Unicode comments via [=tc.comment] displays empty symbol

Bug reports will be moved here when the described bug has been fixed

Moderators: sheep, Hacker, Stefan2, white

Post Reply
User avatar
D1P
Senior Member
Senior Member
Posts: 233
Joined: 2005-02-28, 18:29 UTC
Location: Moscow
Contact:

Unicode comments via [=tc.comment] displays empty symbol

Post by *D1P » 2016-09-30, 13:53 UTC

TC 9.0pb16 (also reproduced in pb15 at least).
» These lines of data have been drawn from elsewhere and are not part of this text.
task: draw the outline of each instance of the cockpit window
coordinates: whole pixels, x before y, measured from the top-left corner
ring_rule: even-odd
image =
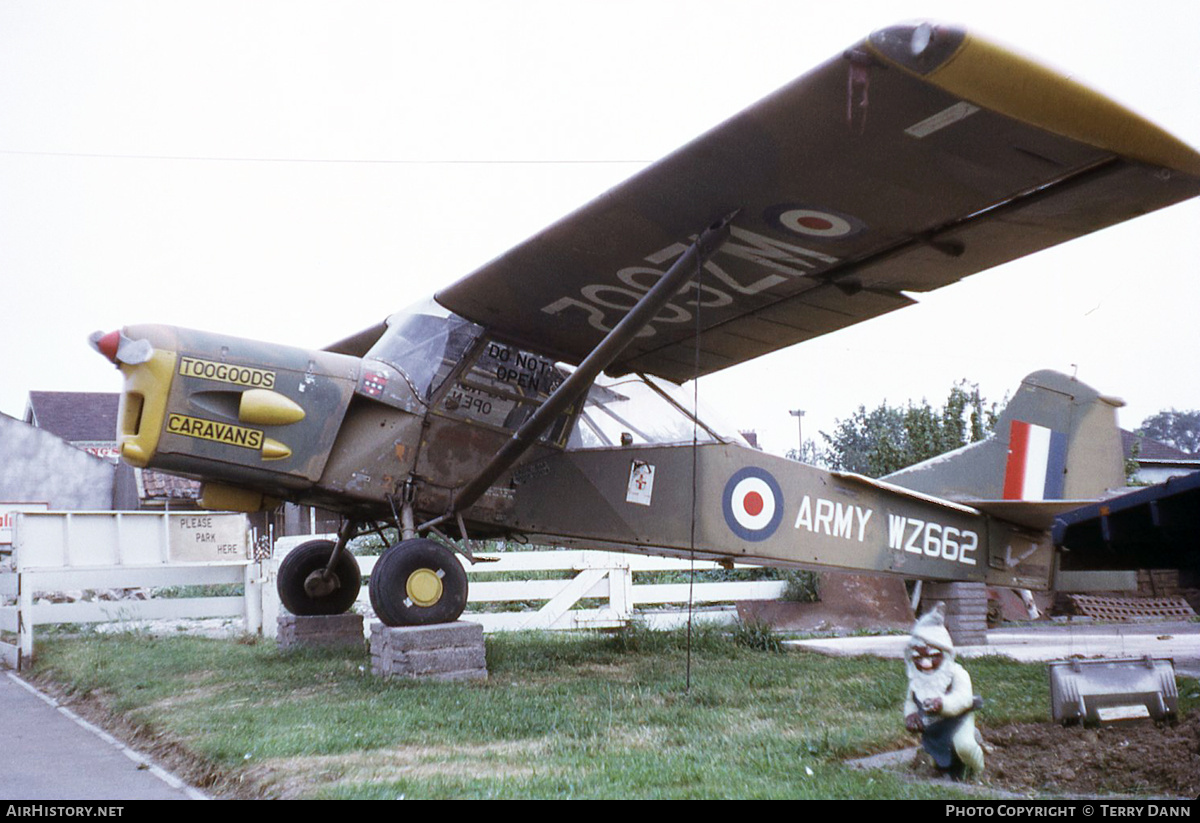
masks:
[[[571,432],[568,449],[606,446],[713,443],[724,440],[703,422],[704,413],[695,417],[691,398],[665,380],[625,377],[596,382],[588,392],[583,413]]]
[[[388,330],[367,352],[403,372],[428,402],[484,330],[433,301],[388,318]]]

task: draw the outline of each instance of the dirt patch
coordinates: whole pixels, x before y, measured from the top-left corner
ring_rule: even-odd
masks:
[[[986,771],[972,781],[1018,794],[1200,797],[1200,713],[1176,723],[1085,728],[1016,723],[982,729]],[[931,777],[924,757],[910,767]]]

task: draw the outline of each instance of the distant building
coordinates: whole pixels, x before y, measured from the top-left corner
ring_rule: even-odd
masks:
[[[118,511],[198,509],[200,497],[198,481],[152,469],[136,469],[120,461],[116,441],[120,400],[121,396],[115,392],[29,392],[24,426],[12,417],[8,420],[22,428],[36,431],[37,437],[49,438],[44,443],[49,443],[52,446],[56,444],[60,449],[55,451],[52,446],[44,446],[37,457],[32,462],[28,462],[28,467],[19,471],[0,468],[0,504],[5,500],[30,503],[47,500],[50,509],[114,509]],[[2,427],[0,427],[0,433],[4,433]],[[0,462],[5,464],[8,462],[6,459],[8,458],[8,446],[10,437],[5,434],[0,438]],[[19,492],[22,483],[31,488],[44,488],[47,477],[62,475],[59,477],[61,485],[67,481],[68,476],[80,473],[80,469],[70,461],[67,463],[71,464],[71,468],[66,468],[67,464],[64,463],[61,452],[64,447],[90,455],[95,462],[104,467],[108,479],[101,481],[95,471],[89,474],[88,485],[91,488],[86,498],[79,494],[56,494],[54,500],[48,500],[46,492],[38,492],[41,497],[35,498],[29,497],[32,492],[22,495]],[[26,463],[22,465],[26,465]],[[14,485],[6,486],[2,482],[4,475],[12,475]],[[4,495],[6,488],[12,489],[7,498]],[[85,505],[74,505],[84,501],[86,501]],[[0,515],[2,515],[2,505],[0,505]],[[251,524],[263,534],[274,535],[329,533],[335,531],[338,525],[337,515],[290,503],[280,506],[274,512],[251,515],[250,519]]]
[[[197,509],[200,497],[197,481],[120,462],[116,443],[120,400],[115,392],[31,391],[25,422],[113,463],[116,467],[113,509]]]
[[[1156,485],[1169,477],[1200,470],[1200,456],[1180,451],[1175,446],[1121,429],[1121,446],[1126,459],[1138,463],[1138,474],[1132,479],[1139,483]]]

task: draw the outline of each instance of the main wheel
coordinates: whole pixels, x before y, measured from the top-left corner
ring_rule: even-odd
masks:
[[[383,553],[367,590],[385,625],[454,623],[467,606],[467,572],[449,548],[416,537]]]
[[[298,615],[342,614],[349,611],[362,590],[359,561],[343,551],[332,575],[323,578],[334,552],[330,540],[311,540],[292,549],[280,564],[275,585],[283,607]]]

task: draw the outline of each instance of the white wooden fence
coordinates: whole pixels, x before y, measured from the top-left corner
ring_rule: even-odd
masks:
[[[210,512],[24,512],[10,567],[0,571],[0,661],[20,668],[34,627],[61,623],[241,618],[262,627],[262,572],[250,557],[245,515]],[[232,583],[238,596],[78,599],[54,593]]]
[[[25,512],[18,515],[13,564],[0,569],[0,663],[19,668],[34,653],[34,627],[62,623],[133,623],[196,618],[240,618],[247,632],[275,636],[281,609],[275,572],[288,551],[332,535],[281,537],[274,557],[256,561],[242,515],[210,512]],[[775,600],[786,584],[654,583],[647,572],[707,571],[715,563],[592,551],[515,551],[492,554],[494,563],[463,566],[470,579],[464,619],[488,632],[521,629],[612,629],[635,617],[654,627],[678,625],[691,602],[698,608],[736,600]],[[359,557],[362,577],[374,557]],[[548,572],[548,575],[546,573]],[[553,579],[521,579],[521,576]],[[510,579],[496,579],[497,577]],[[512,579],[517,577],[517,579]],[[638,579],[641,577],[641,581]],[[62,591],[161,589],[239,584],[235,596],[169,596],[146,600],[74,599],[53,602]],[[178,594],[178,591],[176,591]],[[520,611],[504,611],[509,603]],[[647,609],[661,605],[662,609]],[[674,606],[673,608],[666,608]],[[359,611],[370,608],[366,587]],[[470,608],[468,606],[468,608]],[[733,619],[732,608],[701,611],[700,619]]]
[[[335,535],[305,535],[281,537],[275,543],[274,559],[266,569],[272,579],[263,587],[263,625],[265,633],[274,633],[278,617],[278,596],[274,585],[274,570],[282,558],[295,546],[308,540],[334,540]],[[486,554],[496,561],[472,565],[460,557],[470,579],[468,608],[470,603],[533,603],[522,611],[475,611],[463,614],[464,620],[480,623],[484,631],[514,631],[524,629],[616,629],[635,617],[652,627],[670,627],[686,619],[679,606],[732,603],[737,600],[778,600],[787,583],[782,581],[721,582],[721,583],[652,583],[643,575],[648,572],[689,572],[720,569],[716,563],[692,564],[678,558],[623,554],[577,549],[550,549],[534,552],[500,552]],[[458,557],[458,555],[456,555]],[[374,567],[374,557],[359,557],[362,577]],[[737,566],[752,567],[752,566]],[[505,576],[554,575],[554,579],[505,579]],[[638,579],[641,577],[641,581]],[[583,602],[583,601],[602,601]],[[647,606],[662,605],[672,608],[647,611]],[[358,601],[359,611],[370,607],[366,587]],[[731,609],[724,613],[701,613],[701,619],[733,619]]]

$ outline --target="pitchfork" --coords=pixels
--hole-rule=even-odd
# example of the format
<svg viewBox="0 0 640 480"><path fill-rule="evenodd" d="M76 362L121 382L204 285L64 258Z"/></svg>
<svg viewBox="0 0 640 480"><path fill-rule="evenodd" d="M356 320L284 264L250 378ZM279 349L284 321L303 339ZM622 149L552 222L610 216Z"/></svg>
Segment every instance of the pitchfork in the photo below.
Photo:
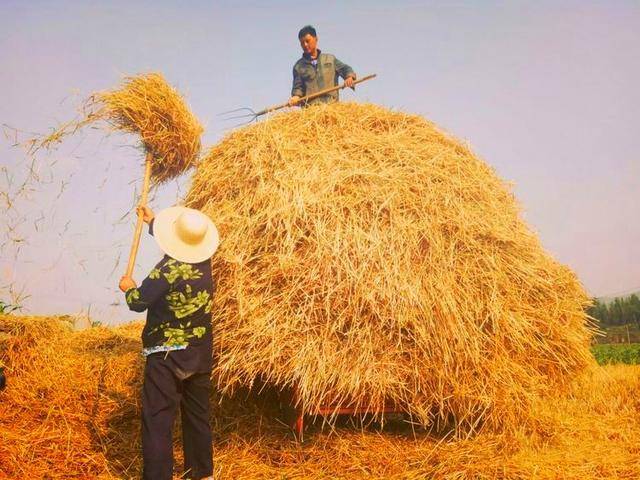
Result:
<svg viewBox="0 0 640 480"><path fill-rule="evenodd" d="M372 78L375 78L375 77L376 77L376 74L374 73L373 75L367 75L366 77L359 78L358 80L355 80L353 82L353 86L355 87L358 83L366 82L367 80L371 80ZM337 90L342 90L345 87L346 85L343 83L342 85L338 85L336 87L325 88L324 90L320 90L319 92L312 93L310 95L307 95L306 97L300 98L300 100L298 100L296 105L301 105L301 104L303 105L305 102L308 102L309 100L320 97L322 95L326 95L327 93L335 92ZM257 120L259 116L264 115L265 113L275 112L276 110L280 110L281 108L285 108L288 106L289 106L289 102L281 103L280 105L274 105L272 107L265 108L264 110L260 110L259 112L254 112L252 109L248 107L236 108L235 110L229 110L228 112L223 112L220 115L229 115L237 112L248 112L243 115L234 115L232 117L226 117L224 119L226 121L226 120L236 120L238 118L248 118L249 120L239 123L239 125L244 125L246 123L251 123L254 120Z"/></svg>

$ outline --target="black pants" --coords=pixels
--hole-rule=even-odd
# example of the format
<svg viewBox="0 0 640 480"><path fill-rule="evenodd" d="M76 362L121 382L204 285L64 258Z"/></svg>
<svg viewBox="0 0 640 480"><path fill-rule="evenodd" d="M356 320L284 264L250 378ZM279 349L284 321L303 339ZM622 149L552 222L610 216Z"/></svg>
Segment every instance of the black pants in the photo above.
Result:
<svg viewBox="0 0 640 480"><path fill-rule="evenodd" d="M171 480L173 476L172 430L178 405L182 416L184 478L199 480L213 475L210 372L192 367L193 353L187 348L147 357L142 390L144 479Z"/></svg>

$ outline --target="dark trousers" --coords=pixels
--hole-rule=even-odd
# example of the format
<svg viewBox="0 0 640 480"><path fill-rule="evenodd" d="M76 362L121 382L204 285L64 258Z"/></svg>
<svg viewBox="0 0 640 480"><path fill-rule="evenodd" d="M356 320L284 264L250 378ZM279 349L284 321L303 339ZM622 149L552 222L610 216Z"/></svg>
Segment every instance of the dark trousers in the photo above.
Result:
<svg viewBox="0 0 640 480"><path fill-rule="evenodd" d="M168 355L158 352L147 357L142 389L144 479L173 478L172 430L178 405L182 416L184 478L199 480L213 475L210 372L185 369L192 364L187 357L192 352L188 350Z"/></svg>

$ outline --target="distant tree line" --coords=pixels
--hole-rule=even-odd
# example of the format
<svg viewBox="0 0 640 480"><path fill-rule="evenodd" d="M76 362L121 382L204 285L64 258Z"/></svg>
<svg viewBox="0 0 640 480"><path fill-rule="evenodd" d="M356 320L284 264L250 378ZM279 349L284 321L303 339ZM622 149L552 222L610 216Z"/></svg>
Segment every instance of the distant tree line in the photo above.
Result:
<svg viewBox="0 0 640 480"><path fill-rule="evenodd" d="M640 328L640 298L635 293L606 303L596 298L587 313L603 327L634 324Z"/></svg>

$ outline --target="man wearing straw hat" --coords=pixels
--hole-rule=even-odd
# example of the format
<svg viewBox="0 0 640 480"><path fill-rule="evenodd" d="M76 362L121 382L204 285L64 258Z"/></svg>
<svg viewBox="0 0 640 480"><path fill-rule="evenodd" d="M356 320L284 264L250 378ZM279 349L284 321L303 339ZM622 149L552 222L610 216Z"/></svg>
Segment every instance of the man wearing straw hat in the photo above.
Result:
<svg viewBox="0 0 640 480"><path fill-rule="evenodd" d="M154 217L138 207L164 257L140 285L120 279L129 308L147 310L142 389L143 478L173 476L172 429L182 417L185 478L213 478L209 425L214 283L210 259L218 247L214 223L198 210L167 208Z"/></svg>
<svg viewBox="0 0 640 480"><path fill-rule="evenodd" d="M302 47L302 58L293 66L293 87L289 105L297 105L305 95L319 92L338 85L338 77L344 78L344 84L353 88L356 74L346 63L342 63L330 53L322 53L318 48L318 35L311 25L302 27L298 32ZM338 91L327 93L309 100L305 105L337 102Z"/></svg>

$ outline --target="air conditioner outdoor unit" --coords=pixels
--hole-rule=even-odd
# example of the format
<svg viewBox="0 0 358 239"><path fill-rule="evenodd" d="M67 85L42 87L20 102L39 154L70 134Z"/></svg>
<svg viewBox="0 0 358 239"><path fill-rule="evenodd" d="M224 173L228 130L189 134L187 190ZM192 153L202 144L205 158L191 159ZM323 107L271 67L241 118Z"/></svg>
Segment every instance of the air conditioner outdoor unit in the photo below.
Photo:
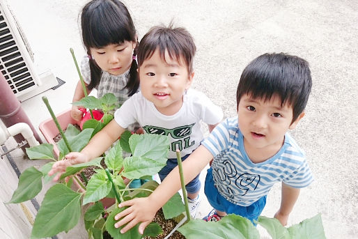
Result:
<svg viewBox="0 0 358 239"><path fill-rule="evenodd" d="M6 1L0 0L0 70L20 101L57 86L47 71L37 75L33 54Z"/></svg>

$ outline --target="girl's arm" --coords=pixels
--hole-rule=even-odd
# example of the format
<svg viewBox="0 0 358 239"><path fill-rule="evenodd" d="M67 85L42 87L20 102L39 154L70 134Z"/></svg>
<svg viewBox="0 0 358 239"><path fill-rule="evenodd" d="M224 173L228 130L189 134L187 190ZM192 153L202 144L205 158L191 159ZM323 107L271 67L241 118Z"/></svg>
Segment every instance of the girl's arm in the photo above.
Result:
<svg viewBox="0 0 358 239"><path fill-rule="evenodd" d="M120 127L113 119L103 129L95 134L81 153L70 153L65 156L66 160L60 160L54 163L52 169L49 171L49 175L52 176L58 173L53 179L54 181L56 181L65 172L68 167L86 162L100 156L118 139L125 130L125 129Z"/></svg>
<svg viewBox="0 0 358 239"><path fill-rule="evenodd" d="M283 226L287 225L288 216L298 199L299 188L295 188L282 183L281 206L274 217L280 221Z"/></svg>
<svg viewBox="0 0 358 239"><path fill-rule="evenodd" d="M195 178L212 158L211 153L203 146L200 146L182 162L182 171L185 184ZM149 224L157 211L168 201L181 187L179 169L177 166L158 187L148 197L137 198L120 203L120 208L130 206L115 216L114 224L118 228L127 223L121 230L124 233L136 224L141 222L139 231L143 234L144 229Z"/></svg>
<svg viewBox="0 0 358 239"><path fill-rule="evenodd" d="M87 84L85 83L86 86ZM87 93L89 94L91 91L89 91L87 87L86 87L87 90ZM79 101L81 98L84 97L84 89L82 88L82 84L81 84L81 81L79 80L77 85L76 86L76 88L75 89L75 94L73 95L72 102ZM71 116L73 119L79 121L82 119L83 112L79 109L79 107L76 105L72 105L72 108L71 110Z"/></svg>

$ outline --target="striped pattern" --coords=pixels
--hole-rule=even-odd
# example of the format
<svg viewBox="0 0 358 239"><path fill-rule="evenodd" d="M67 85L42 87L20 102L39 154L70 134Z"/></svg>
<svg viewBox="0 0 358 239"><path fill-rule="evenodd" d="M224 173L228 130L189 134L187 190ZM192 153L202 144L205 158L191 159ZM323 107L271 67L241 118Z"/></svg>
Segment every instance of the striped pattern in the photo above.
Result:
<svg viewBox="0 0 358 239"><path fill-rule="evenodd" d="M215 157L211 167L215 186L235 204L251 205L267 195L277 182L301 188L313 180L304 152L288 133L280 151L258 164L253 163L246 154L238 117L223 121L202 144Z"/></svg>

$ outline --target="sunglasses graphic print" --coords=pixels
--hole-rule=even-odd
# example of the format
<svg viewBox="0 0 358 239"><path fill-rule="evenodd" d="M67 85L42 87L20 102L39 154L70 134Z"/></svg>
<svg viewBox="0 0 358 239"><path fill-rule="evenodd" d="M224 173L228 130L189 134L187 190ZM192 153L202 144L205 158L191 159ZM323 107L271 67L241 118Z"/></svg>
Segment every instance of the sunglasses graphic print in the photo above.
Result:
<svg viewBox="0 0 358 239"><path fill-rule="evenodd" d="M195 123L189 125L183 125L175 128L173 129L166 129L157 126L143 126L143 128L148 134L155 134L159 135L168 136L169 134L173 139L182 139L186 136L192 134L192 128Z"/></svg>
<svg viewBox="0 0 358 239"><path fill-rule="evenodd" d="M181 151L182 149L189 148L195 144L194 141L190 141L192 129L195 123L188 125L179 126L173 129L166 129L162 127L151 125L143 126L143 128L148 134L165 136L170 134L173 139L176 139L176 141L171 142L170 146L170 150L175 152L177 149Z"/></svg>

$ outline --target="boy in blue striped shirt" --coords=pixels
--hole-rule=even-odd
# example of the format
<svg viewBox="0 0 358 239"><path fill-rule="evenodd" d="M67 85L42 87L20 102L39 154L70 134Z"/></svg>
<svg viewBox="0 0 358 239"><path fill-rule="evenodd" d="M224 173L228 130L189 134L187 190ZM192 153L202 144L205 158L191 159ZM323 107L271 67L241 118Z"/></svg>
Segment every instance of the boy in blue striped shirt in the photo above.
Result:
<svg viewBox="0 0 358 239"><path fill-rule="evenodd" d="M204 218L217 221L234 213L257 219L273 185L282 182L281 201L274 217L283 225L299 189L312 182L304 152L287 132L304 116L312 86L309 63L286 54L265 54L244 70L237 90L238 116L218 125L183 162L186 183L213 158L205 193L214 210ZM178 167L148 197L121 203L115 226L124 233L142 222L139 232L180 187ZM148 205L151 205L148 207Z"/></svg>

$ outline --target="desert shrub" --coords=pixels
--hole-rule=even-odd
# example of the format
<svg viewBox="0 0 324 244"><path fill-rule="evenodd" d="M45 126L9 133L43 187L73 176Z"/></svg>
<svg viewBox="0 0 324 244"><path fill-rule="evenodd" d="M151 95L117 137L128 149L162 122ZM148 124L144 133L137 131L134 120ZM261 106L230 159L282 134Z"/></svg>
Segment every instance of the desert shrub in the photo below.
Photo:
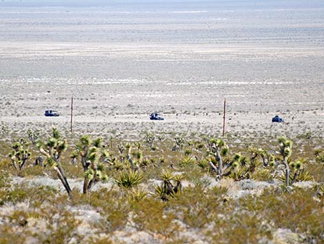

At first create any custom columns view with [=tc.comment] field contents, then switch to this view.
Choose Descript.ion Unicode UTF8 preferred type for file comments in configuration options.
Add any description to any file within a directory, that didn't contain any descriptions yet.
Comment will contain BOM marker, that TC displays as empty symbol: screenshot

This behavior isn't reproduced with standard comments view.

User avatar
ghisler(Author)
Site Admin
Site Admin
Posts: 38145
Joined: 2003-02-04, 09:46 UTC
Location: Switzerland
Contact:

Post by *ghisler(Author) » 2016-10-04, 17:04 UTC

Unfortunately I couldn't reproduce it, not even with Russian locale settings. I found a few other bugs with comments in Russian locale, though.

Does it help to press '7' in lister?
Author of Total Commander
http://www.ghisler.com

User avatar
D1P
Senior Member
Senior Member
Posts: 233
Joined: 2005-02-28, 18:29 UTC
Location: Moscow
Contact:

Post by *D1P » 2016-10-05, 14:33 UTC

Hi, Christian!

It seemed strange to me, because i can reproduce this quite easily. I just run TC with empty ini file, and repeat steps, that i told before. I tried with TCpb16 x32 & x64 on Win10 & Win7 with same result.
May be you need to change file list font to some, where unicode null symbol is not fully transparent (like @Arial Unicode MS)?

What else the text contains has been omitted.